Чувалиди, напротивъ того, по секрету сообщилъ отцу, что чаушъ клянется, будто самъ полковникъ ему такъ сказалъ: «Хоть бы бей, хоть имамъ, хоть самъ дьяволъ выйдетъ на берегъ, кричи: «ясакъ» и силой не пускай въ городъ. Я отвѣчаю…» А теперь онъ отъ этого отрекается…
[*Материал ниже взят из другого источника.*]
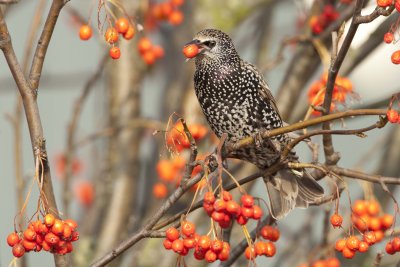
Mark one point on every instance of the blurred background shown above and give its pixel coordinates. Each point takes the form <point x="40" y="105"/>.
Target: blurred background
<point x="104" y="171"/>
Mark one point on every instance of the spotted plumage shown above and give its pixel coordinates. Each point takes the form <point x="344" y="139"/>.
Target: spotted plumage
<point x="236" y="101"/>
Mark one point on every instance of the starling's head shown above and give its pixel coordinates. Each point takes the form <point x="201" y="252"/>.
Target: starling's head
<point x="215" y="47"/>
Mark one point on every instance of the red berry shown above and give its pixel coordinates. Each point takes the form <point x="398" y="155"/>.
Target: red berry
<point x="389" y="248"/>
<point x="188" y="228"/>
<point x="257" y="212"/>
<point x="49" y="219"/>
<point x="388" y="37"/>
<point x="336" y="220"/>
<point x="363" y="246"/>
<point x="210" y="256"/>
<point x="172" y="233"/>
<point x="392" y="115"/>
<point x="352" y="243"/>
<point x="270" y="249"/>
<point x="122" y="25"/>
<point x="115" y="52"/>
<point x="30" y="235"/>
<point x="190" y="51"/>
<point x="167" y="244"/>
<point x="111" y="35"/>
<point x="177" y="245"/>
<point x="247" y="201"/>
<point x="18" y="250"/>
<point x="12" y="239"/>
<point x="370" y="238"/>
<point x="85" y="32"/>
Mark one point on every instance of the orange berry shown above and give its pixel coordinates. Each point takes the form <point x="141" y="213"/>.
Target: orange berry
<point x="336" y="220"/>
<point x="172" y="233"/>
<point x="144" y="45"/>
<point x="28" y="245"/>
<point x="392" y="115"/>
<point x="396" y="244"/>
<point x="130" y="33"/>
<point x="188" y="228"/>
<point x="384" y="3"/>
<point x="396" y="57"/>
<point x="388" y="37"/>
<point x="115" y="52"/>
<point x="363" y="246"/>
<point x="12" y="239"/>
<point x="85" y="32"/>
<point x="160" y="190"/>
<point x="30" y="235"/>
<point x="204" y="242"/>
<point x="360" y="207"/>
<point x="158" y="51"/>
<point x="352" y="243"/>
<point x="49" y="219"/>
<point x="149" y="57"/>
<point x="167" y="244"/>
<point x="373" y="208"/>
<point x="210" y="256"/>
<point x="111" y="35"/>
<point x="379" y="235"/>
<point x="387" y="221"/>
<point x="18" y="250"/>
<point x="389" y="248"/>
<point x="348" y="253"/>
<point x="177" y="2"/>
<point x="370" y="238"/>
<point x="340" y="244"/>
<point x="332" y="262"/>
<point x="177" y="245"/>
<point x="250" y="253"/>
<point x="270" y="249"/>
<point x="257" y="212"/>
<point x="72" y="224"/>
<point x="175" y="18"/>
<point x="190" y="51"/>
<point x="122" y="25"/>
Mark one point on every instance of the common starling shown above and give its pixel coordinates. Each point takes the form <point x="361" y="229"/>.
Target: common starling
<point x="236" y="100"/>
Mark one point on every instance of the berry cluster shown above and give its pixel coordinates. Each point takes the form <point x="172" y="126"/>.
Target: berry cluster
<point x="393" y="116"/>
<point x="224" y="209"/>
<point x="318" y="23"/>
<point x="122" y="26"/>
<point x="52" y="235"/>
<point x="393" y="246"/>
<point x="167" y="11"/>
<point x="329" y="262"/>
<point x="204" y="247"/>
<point x="389" y="36"/>
<point x="365" y="217"/>
<point x="349" y="246"/>
<point x="149" y="52"/>
<point x="316" y="93"/>
<point x="264" y="248"/>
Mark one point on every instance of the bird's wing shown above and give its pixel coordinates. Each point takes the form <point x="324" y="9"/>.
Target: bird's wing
<point x="264" y="89"/>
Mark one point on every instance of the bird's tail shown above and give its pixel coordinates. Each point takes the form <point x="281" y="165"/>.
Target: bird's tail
<point x="291" y="188"/>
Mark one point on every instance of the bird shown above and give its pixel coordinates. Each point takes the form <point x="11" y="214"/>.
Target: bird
<point x="236" y="101"/>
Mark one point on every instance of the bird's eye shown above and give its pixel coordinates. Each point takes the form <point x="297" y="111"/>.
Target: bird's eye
<point x="210" y="44"/>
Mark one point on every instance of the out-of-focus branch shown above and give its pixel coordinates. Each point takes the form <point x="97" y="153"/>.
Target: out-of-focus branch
<point x="32" y="109"/>
<point x="72" y="126"/>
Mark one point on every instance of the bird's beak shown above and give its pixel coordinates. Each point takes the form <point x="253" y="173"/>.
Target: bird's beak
<point x="202" y="48"/>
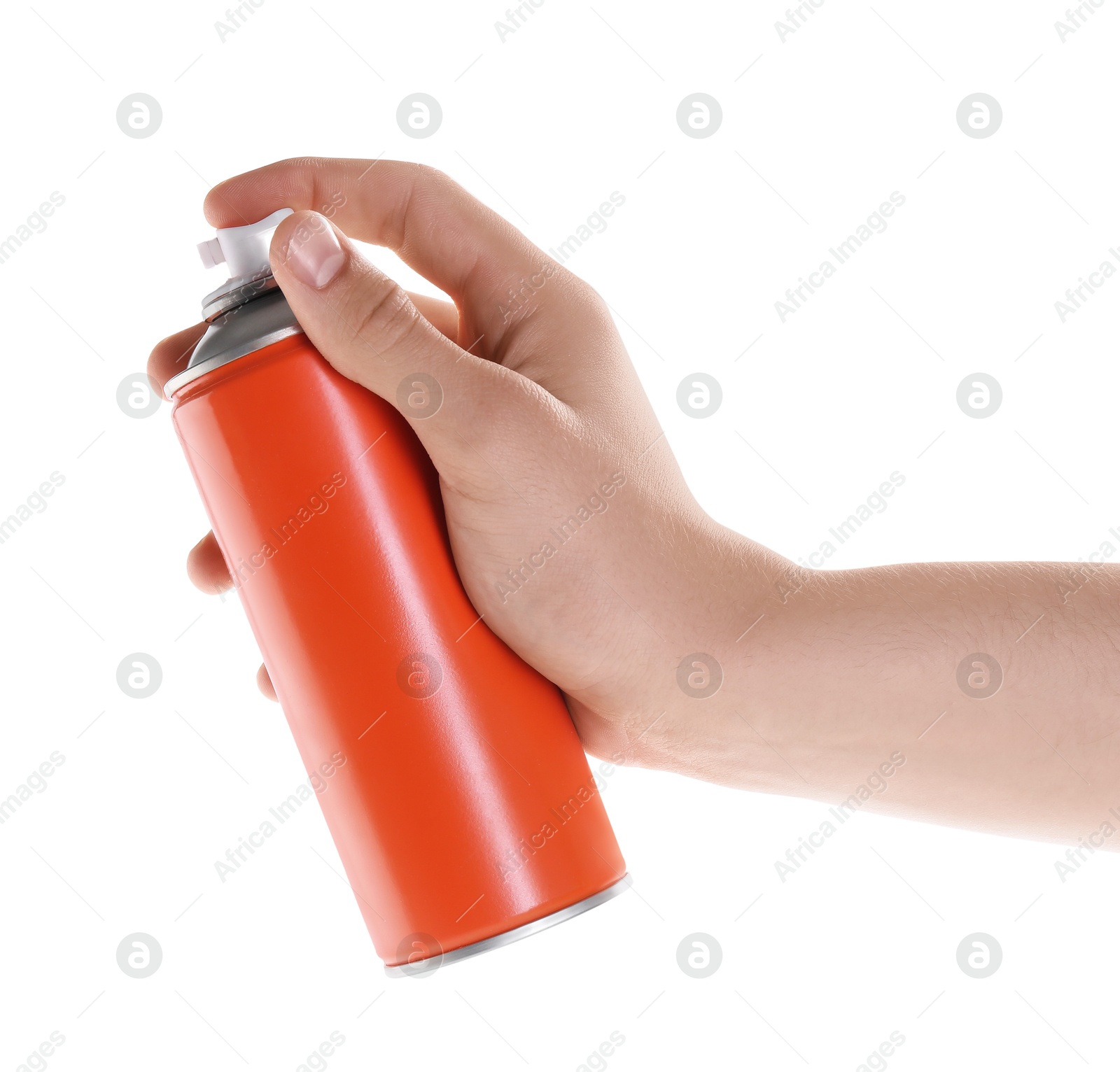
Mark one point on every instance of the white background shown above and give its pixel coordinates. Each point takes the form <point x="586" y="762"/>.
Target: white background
<point x="576" y="104"/>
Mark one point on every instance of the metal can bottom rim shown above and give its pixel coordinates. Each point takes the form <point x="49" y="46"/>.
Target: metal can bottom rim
<point x="430" y="964"/>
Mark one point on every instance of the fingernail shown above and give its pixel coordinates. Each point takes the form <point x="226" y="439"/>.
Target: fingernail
<point x="313" y="252"/>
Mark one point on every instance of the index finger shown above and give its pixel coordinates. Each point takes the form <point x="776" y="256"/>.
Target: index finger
<point x="456" y="242"/>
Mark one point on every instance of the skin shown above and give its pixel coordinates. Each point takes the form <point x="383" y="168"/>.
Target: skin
<point x="845" y="670"/>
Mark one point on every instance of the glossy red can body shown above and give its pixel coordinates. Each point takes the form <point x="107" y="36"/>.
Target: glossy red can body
<point x="456" y="789"/>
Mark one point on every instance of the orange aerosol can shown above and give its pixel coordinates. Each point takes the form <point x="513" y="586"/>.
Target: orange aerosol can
<point x="453" y="782"/>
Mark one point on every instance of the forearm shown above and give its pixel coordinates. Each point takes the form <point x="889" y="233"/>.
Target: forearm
<point x="850" y="684"/>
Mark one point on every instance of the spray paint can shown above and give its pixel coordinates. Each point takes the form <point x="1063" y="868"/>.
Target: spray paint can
<point x="449" y="773"/>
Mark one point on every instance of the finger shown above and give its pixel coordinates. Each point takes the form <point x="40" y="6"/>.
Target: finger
<point x="496" y="276"/>
<point x="372" y="332"/>
<point x="206" y="566"/>
<point x="265" y="683"/>
<point x="442" y="315"/>
<point x="171" y="356"/>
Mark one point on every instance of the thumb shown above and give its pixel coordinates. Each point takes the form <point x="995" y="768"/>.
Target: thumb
<point x="368" y="328"/>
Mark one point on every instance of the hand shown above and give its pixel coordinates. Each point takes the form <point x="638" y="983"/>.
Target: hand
<point x="552" y="461"/>
<point x="837" y="685"/>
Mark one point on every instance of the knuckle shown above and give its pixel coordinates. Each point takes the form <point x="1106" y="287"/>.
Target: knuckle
<point x="386" y="317"/>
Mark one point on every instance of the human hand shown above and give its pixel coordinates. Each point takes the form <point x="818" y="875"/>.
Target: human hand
<point x="574" y="532"/>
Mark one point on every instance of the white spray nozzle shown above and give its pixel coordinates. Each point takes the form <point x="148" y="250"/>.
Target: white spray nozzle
<point x="244" y="250"/>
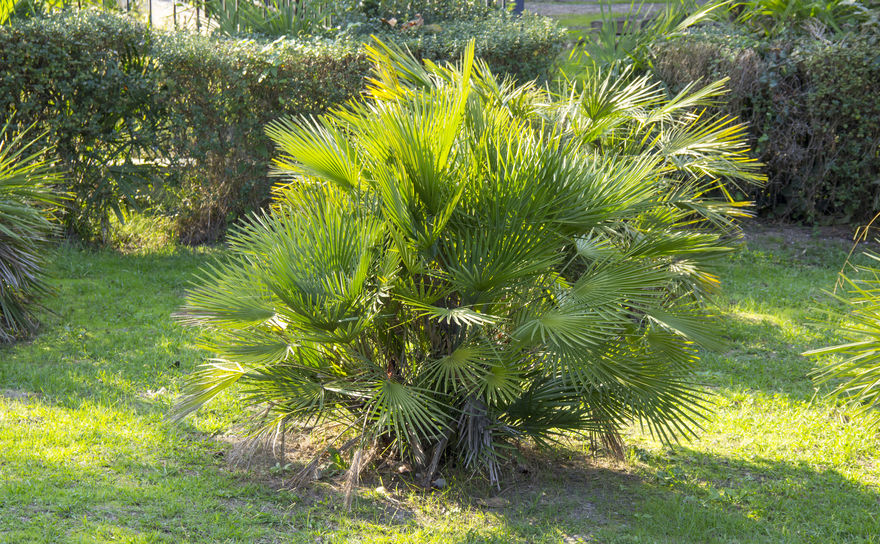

Абдурраимъ-эффенди говорилъ такъ:

— Девлетъ это, эффенди мой, или не Девлетъ? До чего же дойдетъ наше униженіе, когда каждый босоногій пришлецъ изъ Франціи или Россіи будетъ полагать на все свои законы? Если нашъ Девлетъ не Девлетъ, то зачѣмъ же Англія и Франція погубили столько людей и денегъ въ Крыму? Россія не искала взять Константинополя. Они изъ могучаго нашего сосѣда создали намъ непримиримаго врага; тогда какъ Россія два раза уже доказала намъ свою умѣренность: въ 29-мъ и въ 40-мъ году… Они не для насъ, эффенди мой, воевали съ Россіею, а для своихъ торговыхъ выгодъ и для своей славы. Да! и теперь они больше русскихъ командуютъ нами. «Мы друзья!» Аллахъ! Пусть лучше мы отъ русскаго штыка потеряемъ съ честью то, что́ мы пріобрѣли мечомъ Османа, Амурата и султанъ-Магомета… чѣмъ видѣть каждый день злобу и интриги нашихъ европейскихъ друзей… Аллахъ! Аллахъ! Какъ не понять этого!.. Какъ не понять; но сказано давно: «Башъ бостанда́ бетме́съ!» (Головы не растутъ въ садахъ; не скоро ихъ найдешь.)

Потомъ прямой и независимый бей прибавлялъ съ презрѣніемъ:

— Полковникъ нашъ бѣдный хотѣлъ устрашить всѣхъ, а теперь самъ боится… Паша расположенъ послать его съ извиненіемъ; но Ибрагимъ-бей и Ферикъ его отстаиваютъ…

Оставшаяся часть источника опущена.